China and India have reduced the world’s poverty by pulling many of their poor people into the middle class while Africa’s poor keep on increasing. China has done so by sensible government interventions and severe punishment for corruption. On the other hand, African countries with a relatively huge income had more money sucked out by Foreign Pensions and Equity Investors looking for maximum return in the shortest possible time.
Foreign Investors hardly embarked on a long-term major project like infrastructure without demanding guarantees or sureties that the same projects would revert back to foreign control if they default (always did) on the odious loans. Most loans are bribes for an inflated contract between parties to employ their foreign workers as supervisors and above while Africans remain laborers. The odious loans are not only inflated, but both parties also anticipate defaults because they are not reasonably packaged for payback.

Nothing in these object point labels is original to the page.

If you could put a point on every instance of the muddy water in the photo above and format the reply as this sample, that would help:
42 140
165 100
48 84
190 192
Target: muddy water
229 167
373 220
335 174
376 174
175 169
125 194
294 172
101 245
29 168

Therefore, it is not surprising that the Chinese are taking over land and infrastructure in Zambia. Ghana sold its major Gold Industry to Foreign Investors and Nigeria’s Ajaokuta Steel Industry has never been viable. Nigeria Paris Loan Penalties and Fines Ballooned. Most of the major industries that were supposed to be major contributors to the countries’ foreign reserves have actually become a drain on Africa’s Reserves in each country by divestment.